Mechanical Abnormalities in the Rat Ischemic Heart Failure Model Which Lie Downstream to cAMP Production

Objective. We previously showed diminished inotropic responses to isoproterenol in uninfarcted posterior papillary muscles of rats with anterior wall infarcts comprising 30% of the left ventricle. We have also shown that this occurs in the absence of β-receptor downregulation. Our objective was to show a mechanical defect in the rat infarct model which is secondary to cellular defects downstream to cAMP production.

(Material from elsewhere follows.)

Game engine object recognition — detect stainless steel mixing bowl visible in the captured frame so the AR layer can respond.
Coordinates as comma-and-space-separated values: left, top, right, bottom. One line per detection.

Methods. Sprague-Dawley rats were infarcted via coronary ligation. After 3 weeks, the uninfarcted papillary muscle was placed in a muscle bath and exposed to increasing concentrations of dibutyryl cAMP while contracting isometrically at 28°C. Results. The large infarct group showed evidence of right ventricular hypertrophy which was manifested by an increased right ventricular mass. No differences were found in baseline measurements of developed tension (DT); rate of tension development (dT/dt); rate of relaxation (-dT/dt); time to peak tension (TPT); and relaxation time (t1/2R). When these muscles were stimulated with dibutyryl cAMP, the large infarct group had a reduced inotropic response as measured by +dT/dt and TPT. No consistent abnormalities were noted in relaxation. The findings are similar to those we noted previously with isoproterenol stimulation. Conclusion. The impaired response to β stimulation in uninfarcted myocardium from rats with large myocardial infarctions is due to cellular defects which lie downstream to cAMP production.